Syria’s Surprising Release of Jihadi Strategist Abu Mus’ab al-Suri

Publication: Terrorism Monitor Volume: 10 Issue: 3

Abu Mus’ab al-Suri

After weeks of rumors, a well-known contributor to jihadi web forums has confirmed the release from a Syrian prison of Abu Mus’ab al-Suri (real name Mustafa Abdul-Qadir Mustafa al-Set Mariam), one of the most prominent jihadi ideologues and strategists (, February 2).  The contributor, who uses the name “Assad al-Jihadi 2,” frequently provides insights into the strategies of al-Qaeda and affiliated groups in the Levant and Syria and is believed to be well-connected with the leaders of these organizations (see Terrorism Monitor, March 26, 2009). As such, his confirmation of al-Suri’s release can be considered credible.

Born in Aleppo and 54 years old, al-Suri is an experienced jihadist ideologue that fought against the Syrian regime in the early 1980s and arranged interviews with Osama Bin Laden for Western journalists while he was in “Londonistan” in the early 1990s. Al-Suri also ran two training camps in Afghanistan and later theorized global jihadist strategies (see Terrorism Monitor, August 15, 2005; September 1, 2006; February 21, 2007; Terrorism Focus, May 9, 2006). [1]

Al-Suri is one of the leading developers of geopolitical strategies for al-Qaeda and the jihad movement in general.

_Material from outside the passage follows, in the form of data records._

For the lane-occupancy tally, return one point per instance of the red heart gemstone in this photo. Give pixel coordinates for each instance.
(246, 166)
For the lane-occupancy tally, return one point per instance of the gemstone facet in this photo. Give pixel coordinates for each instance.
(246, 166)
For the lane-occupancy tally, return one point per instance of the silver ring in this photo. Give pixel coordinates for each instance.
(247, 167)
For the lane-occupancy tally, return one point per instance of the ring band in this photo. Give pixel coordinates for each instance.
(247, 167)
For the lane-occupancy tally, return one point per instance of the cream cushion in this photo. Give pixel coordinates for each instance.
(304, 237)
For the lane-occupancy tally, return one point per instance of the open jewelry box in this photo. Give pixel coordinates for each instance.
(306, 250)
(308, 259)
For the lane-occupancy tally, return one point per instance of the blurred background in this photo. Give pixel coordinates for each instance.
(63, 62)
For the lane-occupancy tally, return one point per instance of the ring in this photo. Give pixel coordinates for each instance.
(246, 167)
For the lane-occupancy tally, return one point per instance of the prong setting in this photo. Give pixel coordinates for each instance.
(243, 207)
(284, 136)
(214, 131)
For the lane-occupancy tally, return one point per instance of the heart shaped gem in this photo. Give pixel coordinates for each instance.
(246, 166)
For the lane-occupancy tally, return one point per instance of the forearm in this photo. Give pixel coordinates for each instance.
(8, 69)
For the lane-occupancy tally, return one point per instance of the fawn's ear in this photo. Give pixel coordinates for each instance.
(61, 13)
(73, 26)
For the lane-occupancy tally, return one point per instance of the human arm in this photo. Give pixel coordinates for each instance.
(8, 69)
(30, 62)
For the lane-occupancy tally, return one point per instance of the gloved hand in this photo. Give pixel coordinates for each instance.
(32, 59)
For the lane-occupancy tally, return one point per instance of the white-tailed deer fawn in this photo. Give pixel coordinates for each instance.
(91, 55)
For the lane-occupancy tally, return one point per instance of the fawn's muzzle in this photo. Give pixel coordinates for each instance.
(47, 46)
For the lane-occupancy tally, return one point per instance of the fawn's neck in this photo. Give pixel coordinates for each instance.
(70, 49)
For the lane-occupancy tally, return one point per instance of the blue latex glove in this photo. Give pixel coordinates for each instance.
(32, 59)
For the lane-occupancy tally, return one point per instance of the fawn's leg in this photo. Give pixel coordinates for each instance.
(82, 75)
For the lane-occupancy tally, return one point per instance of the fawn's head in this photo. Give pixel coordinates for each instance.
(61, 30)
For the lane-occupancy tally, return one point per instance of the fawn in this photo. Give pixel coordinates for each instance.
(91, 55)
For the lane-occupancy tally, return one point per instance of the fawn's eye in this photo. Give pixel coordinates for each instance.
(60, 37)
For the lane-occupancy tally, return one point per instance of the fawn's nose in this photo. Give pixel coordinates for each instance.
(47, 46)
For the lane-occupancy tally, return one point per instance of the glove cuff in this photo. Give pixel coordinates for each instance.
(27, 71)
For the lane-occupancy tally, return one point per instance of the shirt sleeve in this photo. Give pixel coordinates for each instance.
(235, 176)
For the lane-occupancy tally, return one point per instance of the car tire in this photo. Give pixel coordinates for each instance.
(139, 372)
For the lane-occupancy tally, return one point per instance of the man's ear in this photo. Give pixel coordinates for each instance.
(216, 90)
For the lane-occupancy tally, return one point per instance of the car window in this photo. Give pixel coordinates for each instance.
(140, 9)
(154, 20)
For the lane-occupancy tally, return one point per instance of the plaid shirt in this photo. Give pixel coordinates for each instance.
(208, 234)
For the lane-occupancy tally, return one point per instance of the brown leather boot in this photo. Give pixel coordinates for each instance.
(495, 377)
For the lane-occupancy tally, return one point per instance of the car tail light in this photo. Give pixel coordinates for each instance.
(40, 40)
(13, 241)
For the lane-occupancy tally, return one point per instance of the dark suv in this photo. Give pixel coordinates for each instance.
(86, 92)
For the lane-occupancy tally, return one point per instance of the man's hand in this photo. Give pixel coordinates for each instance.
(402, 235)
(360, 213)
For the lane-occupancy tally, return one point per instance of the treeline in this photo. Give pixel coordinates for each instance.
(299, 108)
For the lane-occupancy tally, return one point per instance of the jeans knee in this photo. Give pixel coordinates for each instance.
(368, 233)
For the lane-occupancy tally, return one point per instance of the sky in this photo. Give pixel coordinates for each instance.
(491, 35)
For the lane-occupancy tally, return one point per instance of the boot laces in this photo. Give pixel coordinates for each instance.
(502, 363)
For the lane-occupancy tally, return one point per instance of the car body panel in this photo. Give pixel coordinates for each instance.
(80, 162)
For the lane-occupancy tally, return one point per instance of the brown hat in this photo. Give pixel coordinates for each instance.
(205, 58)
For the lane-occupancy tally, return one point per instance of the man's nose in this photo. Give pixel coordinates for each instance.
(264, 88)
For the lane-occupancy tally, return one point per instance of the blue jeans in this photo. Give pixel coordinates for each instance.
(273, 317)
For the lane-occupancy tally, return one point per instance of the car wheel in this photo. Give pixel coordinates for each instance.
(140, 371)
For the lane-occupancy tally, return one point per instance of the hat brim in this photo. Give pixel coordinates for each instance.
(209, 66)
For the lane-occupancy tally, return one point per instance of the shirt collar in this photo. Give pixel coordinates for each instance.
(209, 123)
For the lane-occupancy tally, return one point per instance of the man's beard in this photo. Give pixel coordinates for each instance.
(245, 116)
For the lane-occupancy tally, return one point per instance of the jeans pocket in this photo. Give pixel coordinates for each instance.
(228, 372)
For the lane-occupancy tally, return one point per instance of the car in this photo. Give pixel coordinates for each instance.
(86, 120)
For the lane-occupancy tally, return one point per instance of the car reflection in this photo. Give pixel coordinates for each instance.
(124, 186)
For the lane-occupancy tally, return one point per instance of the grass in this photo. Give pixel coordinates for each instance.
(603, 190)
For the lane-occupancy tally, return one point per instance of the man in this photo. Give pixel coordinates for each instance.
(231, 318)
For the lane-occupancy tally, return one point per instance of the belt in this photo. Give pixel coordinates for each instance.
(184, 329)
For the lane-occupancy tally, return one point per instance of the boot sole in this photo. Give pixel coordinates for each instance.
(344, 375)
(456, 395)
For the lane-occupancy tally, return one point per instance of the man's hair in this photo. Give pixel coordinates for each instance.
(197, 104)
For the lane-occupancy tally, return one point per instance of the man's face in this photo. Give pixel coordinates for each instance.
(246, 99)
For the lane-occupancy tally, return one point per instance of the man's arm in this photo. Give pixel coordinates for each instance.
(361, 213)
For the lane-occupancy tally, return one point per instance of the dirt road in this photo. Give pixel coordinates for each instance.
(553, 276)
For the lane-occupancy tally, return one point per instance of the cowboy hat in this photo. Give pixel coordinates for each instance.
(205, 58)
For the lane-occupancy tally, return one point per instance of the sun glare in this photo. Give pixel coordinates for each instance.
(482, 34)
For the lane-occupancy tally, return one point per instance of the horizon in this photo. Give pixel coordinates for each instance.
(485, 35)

He urged jihadists to strengthen their position in Central Asia and to use Yemen as a launching pad against the neighbouring Gulf States. The current flow of fighters to their home countries in Central Asia from the Afghanistan-Pakistan region as well as the presence of al-Qaeda in the Arabian Peninsula (AQAP) in Yemen shows the influence of al-Suri’s ideas. While it is true that jihadists are driven by conditions on the ground, such ideas have nonetheless played a major role in shaping the movement’s ideology.

However, al-Suri’s most important product is the over-1500-page book Da’wat al-Moqawma al-Islamiyah (Global Islamic Resistance Call), in which he discussed the Afghan Jihad and the Islamic movements which it inspired, as well as reviewing military tactics, propaganda, and fundraising methods. Al-Suri’s central theory is what he calls nitham la tanthim (“a system, not an organization.”) He has promoted the idea that jihadist movements should work according to a system; they should target the close enemy (local regimes) or the far one (United States, Israel, India, etc.) in a way that reveals there is agreement over the general aims of the Salafi-jihadist movements without the need for organizational orders. This theory applies to the so-called “individual jihad.”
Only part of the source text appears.